У Декарта утверждение достоинства человека проводится на основе превознесения интериорности как места самодостаточности, места автономной силы разума. У авторов Нового времени достоинство — это всегда атрибут, но это уже не атрибут, полученный от Бога, а характерная черта, которой человек обладает уже по своей природе. Наконец, у Канта достоинство прямо связывается с нравственным уважением. «Можно было бы сказать, — пишет Пьер Манан, — что кантовская концепция является радикализацией и, следовательно, трансформацией христианской концепции, которая особенное развитие получила у св. Фомы Аквинского. Если, по Фоме, достоинство человека состоит в свободном повиновении естественному и божественному закону, по Канту, оно заключается в повиновении закону, который человек дает самому себе»[58]
.Достоинство, какой бы смысл ему ни приписывать, становится проблематичным, как только его полагают в качестве абсолюта. Понятно, что значит быть «достойным чего–то», если речь о той или иной вещи, но что значит быть «достойным» в себе? Чем именно является достоинство в том смысле, в каком его представляет теория прав, — правом или фактом? Качеством природы или разума? В Риме «dignitas» (достоинство) было тесно связано с отношением сравнения, необходимым, чтобы определить качества, благодаря которым некто чего–то заслуживал, то есть был чего–либо достоин. Цицерон: «Dignitas est alicujus honesta et cultu et honore et verecundia digna auctoritas»[59]
. С этой точки зрения, достоинство, очевидно, не могло представляться так, словно бы каждый обладает им в равной степени[60]. Тогда как современное достоинство — это атрибут, которого не может быть больше или меньше, поскольку это факт, характеризующий всех и каждого. Человек, который достоин, более не противопоставляется недостойному человеку, а «достоинство человека» становится плеоназмом, поскольку именно тот факт, что ты человек, кем бы ты ни был, делает тебя достойным. Однако, если человека следует уважать за его достоинство, а последнее основывается именно его правом на уважение, тогда в рассуждении явно намечается круг[61]. Наконец, если все достойны, это все равно, что никто не достоин: признаки отличия в таком случае неизбежно приходится искать в чем–то ином.Осознавая затруднения, которые порождает легитимация прав человека природой человека, современные наследники Канта[62]
отказываются от любого когнитивистского подхода, чтобы перейти к подходу прескриптивистскому. Но в таком случае права, которые они защищают, если говорить строго, более не являются правами. Это просто моральные требования, «человеческие идеалы», которые представляют в лучшем случае лишь то, что нужно полагать в качестве прав, чтобы прийти к социальному положению, которое считается, пусть даже обоснованно, желательным или лучшим. Тогда они теряют всякую принудительную силу, поскольку идеалы сами по себе не дают нам никакого права[63].Другой способ обосновать права человека состоит в том, что они должны опираться на принадлежность к человеческому виду.
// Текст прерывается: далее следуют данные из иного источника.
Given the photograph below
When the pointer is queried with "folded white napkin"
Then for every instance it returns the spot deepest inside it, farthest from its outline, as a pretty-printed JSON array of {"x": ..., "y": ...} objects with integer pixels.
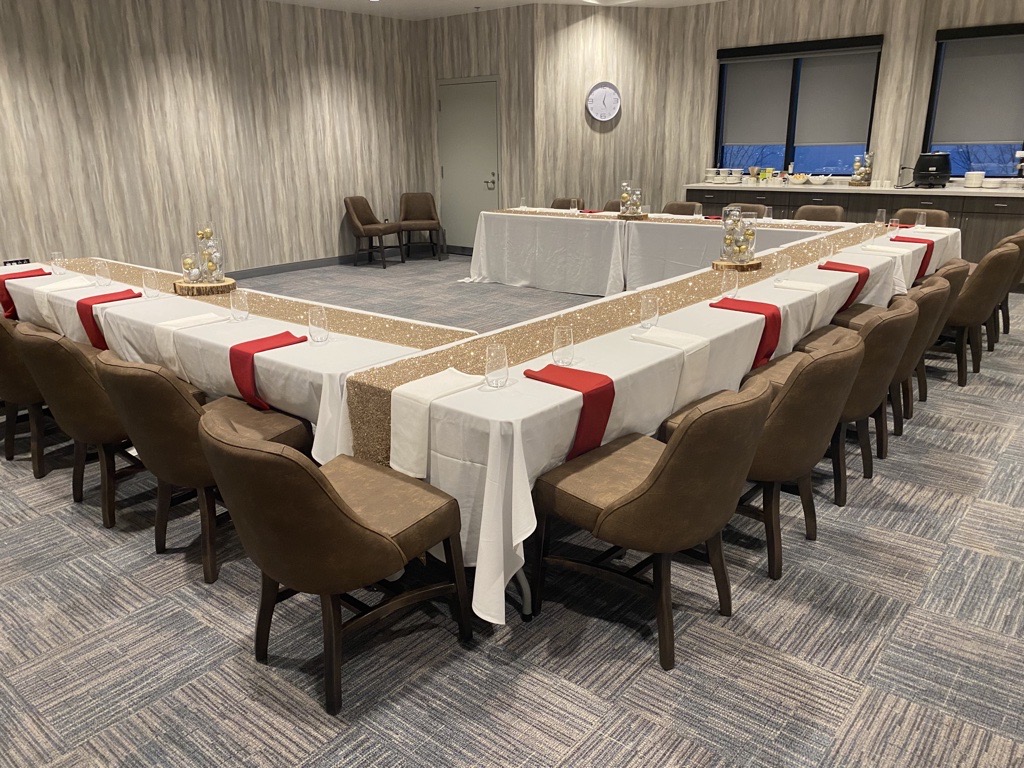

Человечество тогда, как в Библии, представляется в качестве «большой семьи», все члены которой становятся братьями. Сторонники этого подхода обращают внимание на то, что все люди родственны друг другу, поскольку все они вместе принадлежат человеческому виду. Затем они утверждают, что на основе этого родства необходимо приписать им или признать за ними одни и те же права. Так, Андре Клэр предлагает обосновывать права человека не равенством или свободой, а «третьим правом» братства. В результате тотчас обезвреживается индивидуалистический заряд классической теории прав: «Если братство мыслить в связи с родством, мы вступает в новую проблематику, уже не прав человека в обычном (субъективном) смысле, а укорененности в определенной линии наследования или традиции»[64]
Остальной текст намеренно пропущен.